Under Nasdaq Marketplace Rule 4350(c)(1), with respect to the requirement to have a majority of independent directors, the Company is required to regain compliance with such board composition by the earlier of its next annual shareholders meeting or January 7, 2010 provided, however, that if the next annual shareholders meeting is held before July 6, 2009, then the Company must evidence compliance no later than July 6, 2009 (the "Compliance Period").
If the Company does not regain compliance within the Compliance Period, Nasdaq will provide the Company with written notification that the Company's common stock will be delisted from the Nasdaq Capital Market. At that time, the Company may appeal the determination by the Nasdaq Staff to delist its common stock to a Listing Qualifications Panel.
The Company is currently considering actions that may allow it to regain compliance with Nasdaq continued listing standards and maintain its Nasdaq listing. There is no assurance that the Company will be able to take any of these actions or that any of the actions will be sufficient to allow the Company's Nasdaq listing to continue or for how long such listing will continue. If the Company is unsuccessful in maintaining its Nasdaq listing, then the Company may pursue listing and trading of the Company's common stock on the Over-The-Counter Bulletin Board or another securities exchange or association with different listing standards than Nasdaq.
About Bioheart, Inc.
Bioheart, Inc. (Nasdaq:BHRT) is committed to delivering intelligent devices and biologics that help monitor, diagnose and treat heart failure and cardiovascular diseases. Its goals are to improve a patient's quality of life and reduce health care costs and hospitalizations. Specific to biotechnology, the Company is focused on the discovery, development and, subject to regulatory approval, commercialization of autologous cell therapies for the treatment of chronic and acute heart damage. Its lead product candidate, MyoCell(r), is an innovative clinical muscle-derived stem cell therapy designed to populate regions of scar tissue within a patient's heart with new living cells for the purpose of improving cardiac function in chronic heart failure patients. The Company's pipeline includes multiple product candidates for the treatment of heart damage, including Bioheart Acute Cell Therapy, an autologous, adipose tissue-derived stem cell treatment for acute heart damage, and MyoCell(r) SDF-1, a therapy utilizing autologous cells that are genetically modified to express additional potentially therapeutic growth proteins. For more information on Bioheart, visit www.bioheartinc.com.
(MyoCell and MyoCell SDF-1 are trademarks of Bioheart, Inc.)
Forward-Looking Statements:
Except for historical matters contained herein, statements made in this press release are forward-looking and are made pursuant to the safe harbor provisions of the Private Securities Litigation Reform Act of 1995. Without limiting the generality of the foregoing, words such as "may", "will", "to", "plan", "expect", "believe", "anticipate", "intend", "could", "would", "estimate", or "continue" or the negative other variations thereof or comparable terminology are intended to identify forward-looking statements.
Investors and others are cautioned that a variety of factors, including certain risks, may affect our business and cause actual results to differ materially from those set forth in the forward-looking statements.

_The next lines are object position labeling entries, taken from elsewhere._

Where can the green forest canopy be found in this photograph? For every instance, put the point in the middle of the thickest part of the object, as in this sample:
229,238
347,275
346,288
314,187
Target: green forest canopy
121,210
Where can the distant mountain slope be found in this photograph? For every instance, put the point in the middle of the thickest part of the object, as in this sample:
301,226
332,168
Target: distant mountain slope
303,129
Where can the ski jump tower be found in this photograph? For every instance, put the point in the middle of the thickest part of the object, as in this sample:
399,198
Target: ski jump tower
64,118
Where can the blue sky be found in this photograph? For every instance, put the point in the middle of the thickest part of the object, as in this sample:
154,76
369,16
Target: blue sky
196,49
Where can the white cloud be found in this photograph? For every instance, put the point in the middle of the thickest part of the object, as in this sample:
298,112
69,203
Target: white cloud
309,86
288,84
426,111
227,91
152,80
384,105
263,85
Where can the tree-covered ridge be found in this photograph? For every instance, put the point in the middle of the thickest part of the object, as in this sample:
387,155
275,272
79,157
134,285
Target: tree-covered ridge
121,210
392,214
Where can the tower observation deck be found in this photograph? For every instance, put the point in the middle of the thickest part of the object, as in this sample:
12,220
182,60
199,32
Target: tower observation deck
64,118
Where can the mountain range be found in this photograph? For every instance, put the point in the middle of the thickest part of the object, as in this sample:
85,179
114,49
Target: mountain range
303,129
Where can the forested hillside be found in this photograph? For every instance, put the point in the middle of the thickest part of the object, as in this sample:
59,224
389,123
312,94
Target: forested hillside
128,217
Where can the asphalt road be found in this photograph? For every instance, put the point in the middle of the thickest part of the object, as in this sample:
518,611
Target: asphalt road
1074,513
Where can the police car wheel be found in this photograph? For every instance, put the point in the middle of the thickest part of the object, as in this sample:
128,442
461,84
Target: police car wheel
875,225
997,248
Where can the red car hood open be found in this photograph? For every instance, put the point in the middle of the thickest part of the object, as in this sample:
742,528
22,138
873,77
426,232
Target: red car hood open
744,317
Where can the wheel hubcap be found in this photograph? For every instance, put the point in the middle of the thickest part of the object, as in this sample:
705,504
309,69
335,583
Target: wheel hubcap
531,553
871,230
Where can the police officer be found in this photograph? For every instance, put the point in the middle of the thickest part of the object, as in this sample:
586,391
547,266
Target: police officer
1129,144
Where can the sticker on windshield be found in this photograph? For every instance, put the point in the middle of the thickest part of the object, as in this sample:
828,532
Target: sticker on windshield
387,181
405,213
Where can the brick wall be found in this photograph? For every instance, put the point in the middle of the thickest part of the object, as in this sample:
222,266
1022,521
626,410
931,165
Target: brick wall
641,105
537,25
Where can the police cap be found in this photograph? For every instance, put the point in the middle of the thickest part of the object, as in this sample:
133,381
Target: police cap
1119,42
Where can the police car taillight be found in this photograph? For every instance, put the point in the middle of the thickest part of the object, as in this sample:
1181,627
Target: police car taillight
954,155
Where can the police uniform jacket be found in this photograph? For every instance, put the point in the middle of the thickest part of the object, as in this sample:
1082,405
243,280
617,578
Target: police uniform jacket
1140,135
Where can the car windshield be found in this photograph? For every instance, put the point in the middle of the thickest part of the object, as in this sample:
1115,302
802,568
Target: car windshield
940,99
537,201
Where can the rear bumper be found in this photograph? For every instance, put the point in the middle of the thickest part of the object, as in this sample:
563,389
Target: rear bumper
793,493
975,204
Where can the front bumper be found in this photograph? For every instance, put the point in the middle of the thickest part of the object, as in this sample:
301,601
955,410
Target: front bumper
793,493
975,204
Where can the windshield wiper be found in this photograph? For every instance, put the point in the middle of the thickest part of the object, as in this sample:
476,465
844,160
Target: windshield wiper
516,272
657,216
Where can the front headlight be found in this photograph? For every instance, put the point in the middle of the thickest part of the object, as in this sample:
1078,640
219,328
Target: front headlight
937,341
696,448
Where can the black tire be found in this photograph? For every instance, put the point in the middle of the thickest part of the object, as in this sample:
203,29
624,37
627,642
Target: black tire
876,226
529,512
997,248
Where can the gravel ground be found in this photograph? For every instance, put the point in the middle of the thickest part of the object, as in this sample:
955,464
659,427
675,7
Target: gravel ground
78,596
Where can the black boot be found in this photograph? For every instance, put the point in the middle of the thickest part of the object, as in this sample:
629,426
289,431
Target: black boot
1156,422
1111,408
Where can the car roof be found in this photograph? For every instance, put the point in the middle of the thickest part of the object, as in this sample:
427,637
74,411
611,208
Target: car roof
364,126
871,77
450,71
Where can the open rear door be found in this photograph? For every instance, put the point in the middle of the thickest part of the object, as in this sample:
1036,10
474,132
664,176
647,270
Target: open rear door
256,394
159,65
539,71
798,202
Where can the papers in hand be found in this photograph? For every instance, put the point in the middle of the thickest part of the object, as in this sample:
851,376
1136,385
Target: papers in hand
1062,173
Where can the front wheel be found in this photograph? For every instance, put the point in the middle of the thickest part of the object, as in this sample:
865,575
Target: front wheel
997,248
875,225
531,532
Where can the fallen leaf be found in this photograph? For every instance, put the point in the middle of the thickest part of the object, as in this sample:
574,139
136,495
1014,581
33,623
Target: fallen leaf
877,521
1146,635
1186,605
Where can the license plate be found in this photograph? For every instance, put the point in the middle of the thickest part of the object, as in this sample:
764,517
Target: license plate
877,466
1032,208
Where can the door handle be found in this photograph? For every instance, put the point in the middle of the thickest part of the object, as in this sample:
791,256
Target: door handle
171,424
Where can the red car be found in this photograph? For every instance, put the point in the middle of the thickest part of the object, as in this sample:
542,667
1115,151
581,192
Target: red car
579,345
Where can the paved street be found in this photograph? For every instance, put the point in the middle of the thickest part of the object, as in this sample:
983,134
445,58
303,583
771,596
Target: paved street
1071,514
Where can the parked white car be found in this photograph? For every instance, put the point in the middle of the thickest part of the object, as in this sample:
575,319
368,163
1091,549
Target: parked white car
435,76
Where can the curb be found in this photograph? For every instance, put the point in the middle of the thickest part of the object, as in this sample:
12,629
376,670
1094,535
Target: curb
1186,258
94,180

These risk factors include, without limitation, (i) our ability to obtain additional financing; (ii) our ability to control and reduce our expenses; (iii) our ability to establish a distribution network for and commence distribution of certain products for which we have acquired distribution rights; (iv) our ability to timely and successfully complete our clinical trials; (v) the occurrence of any unacceptable side effects during or after preclinical and clinical testing of our product candidates; (vi) the timing of and our ability to obtain and maintain regulatory approvals for our product candidates; (vii) our dependence on the success of our lead product candidate; (viii) our inability to predict the extent of our future losses or if or when we will become profitable; (ix) our ability to protect our intellectual property rights; and (x) intense competition. The Company is also subject to the risks and uncertainties described in its filings with the Securities and Exchange Commission, including the section entitled "Risk Factors" in its Annual Report on Form 10-K for the year ended December 31, 2007, as amended by Amendment No. 1 on Form 10-K/A and its Quarterly Reports on Form 10-Q for the quarters ended March 31, 2008, June 30, 2008 and September 30, 2008.